Titre : Mister Hyde contre Frankenstein – Tome 2 – La chute de la maison Jekyll

Scénariste : Dobbs
Dessinateur : Antonio Marinetti

Édition : Soleil 1800 (25/10/2020)

Résumé :
Après avoir échappé à la mort et s’être accaparé les biens de l’étrange société Walton, le docteur Jekyll a découvert son Saint Graal et détient désormais les comptes rendus d’expérience de feu Frankenstein.

À travers tout un périple européen, il n’a plus qu’une obsession: capturer la créature monstrueuse qu’il a croisée en Suisse et qui a failli le tuer.

Mais cette idée fixe est parasitée par la méfiance qu’il éprouve maintenant pour sa si « dévouée » gouvernante, Faustine Clerval. Une jeune femme mystérieuse qui s’est fait engager par lui dans un dessein qu’elle finira par lui avouer, de gré ou de force…

Critique :
La seconde partie est plus en action, en combats titanesques entre le docteur Jekyll, devenu Hyde et la créature du docteur Frankenstein.

Nos deux monstres sont réunis dans les mêmes cases et force est de constater qu’ils sont moches tous les deux !

Science sans conscience n’est que ruine de l’âme… Preuves par A+B dans cette fin de diptyque.

Les dessins sont toujours dans des tons sépias ou noir et blanc, donnant des ambiances gothiques et sombres à l’album.

Mais bon, ce n’est pas Oui-Oui non plus…

La partie que j’ai le plus appréciée, c’est celle où Hyde va se coucher sur le divan de Freud car il expliquera sans faire d’expériences scientifiques malheureuses, la dualité de l’Homme.

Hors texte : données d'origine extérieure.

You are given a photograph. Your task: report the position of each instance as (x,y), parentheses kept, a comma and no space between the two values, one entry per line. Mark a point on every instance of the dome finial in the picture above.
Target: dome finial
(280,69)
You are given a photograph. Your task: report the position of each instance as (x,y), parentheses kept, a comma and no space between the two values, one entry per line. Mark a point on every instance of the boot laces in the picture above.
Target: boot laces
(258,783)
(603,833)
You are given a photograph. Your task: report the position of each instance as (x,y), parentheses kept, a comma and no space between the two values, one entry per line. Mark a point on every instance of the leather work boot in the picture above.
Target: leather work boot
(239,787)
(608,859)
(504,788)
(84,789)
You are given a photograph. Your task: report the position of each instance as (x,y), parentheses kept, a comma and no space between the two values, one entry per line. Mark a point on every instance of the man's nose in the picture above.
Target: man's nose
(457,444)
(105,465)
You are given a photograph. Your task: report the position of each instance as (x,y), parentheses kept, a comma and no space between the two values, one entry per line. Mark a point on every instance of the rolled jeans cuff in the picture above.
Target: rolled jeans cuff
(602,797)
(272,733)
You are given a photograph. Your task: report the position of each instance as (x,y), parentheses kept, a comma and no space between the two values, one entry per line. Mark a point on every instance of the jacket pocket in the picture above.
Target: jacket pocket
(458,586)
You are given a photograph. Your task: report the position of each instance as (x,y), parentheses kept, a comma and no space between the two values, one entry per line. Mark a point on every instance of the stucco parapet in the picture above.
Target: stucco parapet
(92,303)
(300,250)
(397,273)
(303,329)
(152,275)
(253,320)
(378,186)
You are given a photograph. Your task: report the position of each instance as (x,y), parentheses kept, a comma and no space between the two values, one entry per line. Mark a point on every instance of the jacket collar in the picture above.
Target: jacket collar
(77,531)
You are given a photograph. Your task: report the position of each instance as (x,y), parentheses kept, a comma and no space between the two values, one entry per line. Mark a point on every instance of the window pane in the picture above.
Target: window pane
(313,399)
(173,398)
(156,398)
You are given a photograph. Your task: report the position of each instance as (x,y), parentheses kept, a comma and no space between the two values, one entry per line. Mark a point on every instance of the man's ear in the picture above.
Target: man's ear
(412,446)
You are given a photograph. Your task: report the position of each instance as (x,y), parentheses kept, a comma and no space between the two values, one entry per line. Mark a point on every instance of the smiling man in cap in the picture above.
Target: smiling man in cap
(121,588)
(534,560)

Démontrant la folie des Hommes, surtout celle des scientifiques, les auteurs nous offrent une dualité dans les personnages qui est la bienvenue car dans leur jeux, il y a de l’abomination et une violence exacerbée.

Ce que je regrette, c’est que les auteurs aient fait de la créature de Frankenstein, une bête assoiffée de baston, de vengeance, tuant tout autour d’elle, sans jamais contrebalancer le portrait.

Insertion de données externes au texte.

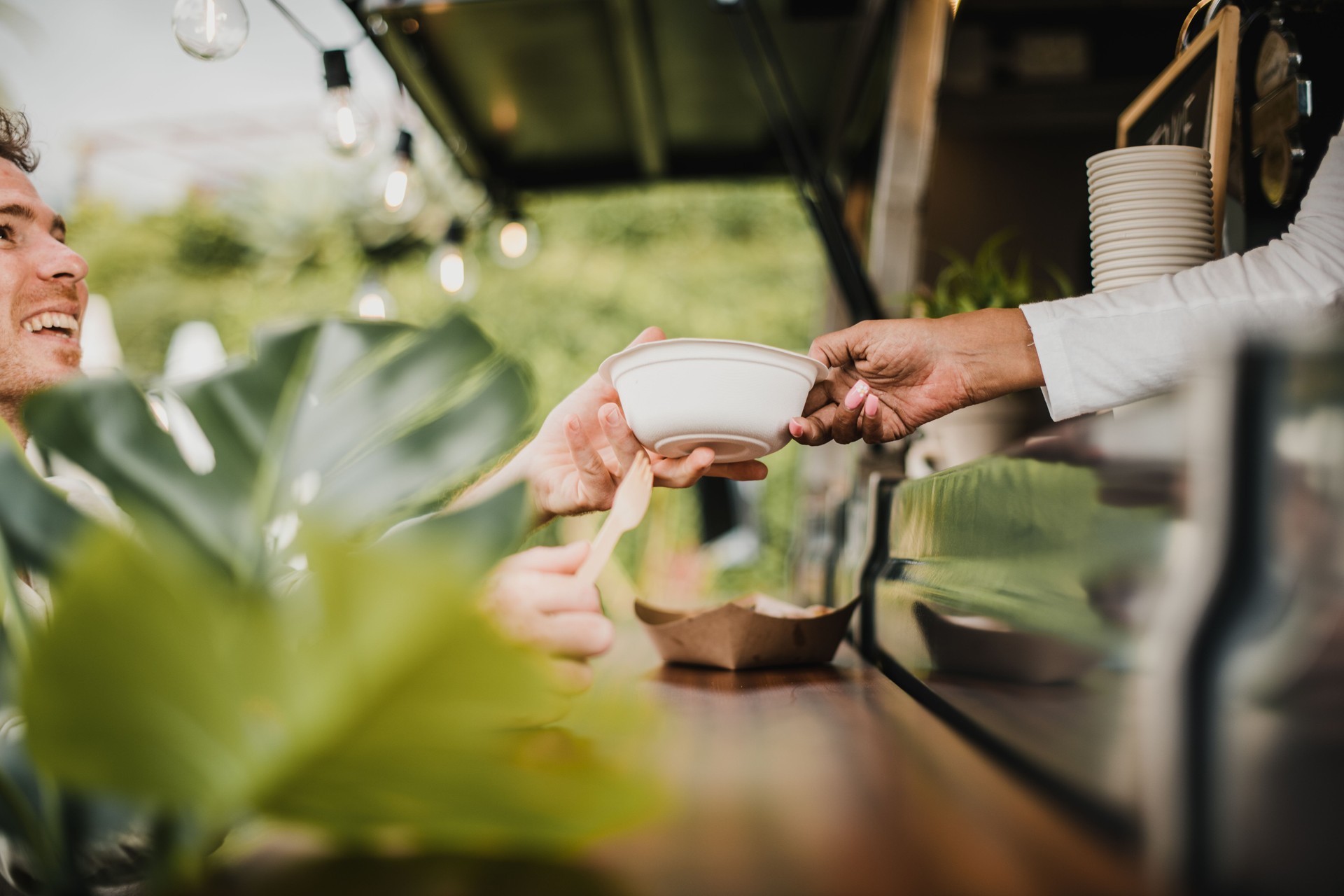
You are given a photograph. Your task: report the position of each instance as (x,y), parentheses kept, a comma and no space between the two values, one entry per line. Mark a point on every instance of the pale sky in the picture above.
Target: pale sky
(109,74)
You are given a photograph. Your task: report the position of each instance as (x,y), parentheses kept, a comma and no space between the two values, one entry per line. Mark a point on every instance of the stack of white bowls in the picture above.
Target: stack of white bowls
(1152,213)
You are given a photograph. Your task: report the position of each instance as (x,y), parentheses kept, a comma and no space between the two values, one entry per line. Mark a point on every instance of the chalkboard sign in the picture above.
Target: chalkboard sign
(1191,104)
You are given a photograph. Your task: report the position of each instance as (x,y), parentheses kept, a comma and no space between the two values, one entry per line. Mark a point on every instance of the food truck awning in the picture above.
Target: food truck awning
(534,94)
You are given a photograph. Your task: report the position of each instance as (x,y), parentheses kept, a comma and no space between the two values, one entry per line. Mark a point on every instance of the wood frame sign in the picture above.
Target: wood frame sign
(1191,105)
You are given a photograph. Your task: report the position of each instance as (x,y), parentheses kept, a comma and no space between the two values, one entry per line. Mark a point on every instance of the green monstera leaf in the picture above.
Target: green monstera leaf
(268,641)
(355,424)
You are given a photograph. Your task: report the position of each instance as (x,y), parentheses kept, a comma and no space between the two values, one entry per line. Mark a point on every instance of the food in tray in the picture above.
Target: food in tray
(768,606)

Alors que dans le roman initial, j’avais eu de l’empathie pour la créature, ici, rien du tout. Alors que j’avais gardé un excellent souvenir ému de la créature dans le roman de Mary Shelley, ici, je ne garderai que le souvenir d’une grosse brute, un Hulk gris qui aurait mérité plus de développement.

Dommage, un peu d’équilibre dans la créature aurait donné plus de corps à ce second récit mais là, j’ai l’impression que le monstre a été sacrifié sur l’autel des personnages et qu’on a oublié de lui donner un petit supplément d’âme.

À vous de voir… Malgré cette critique un peu sévère, je ne balancerai pas ce diptyque dans un recoin obscur de ma biblio car il y a du bon et en plus, cette bédé propose tout de même du nouveau et des graphismes excellents.

Un bon galop d’essai, une belle mixité dans certains personnages, un autre oublié, hélas. Je la relirai tout de même avec plaisir d’ici quelques temps.

Challenge Thrillers et Polars de Sharon (du 11 Juillet 2020 au 11 Juillet 2021) [Lecture N°173].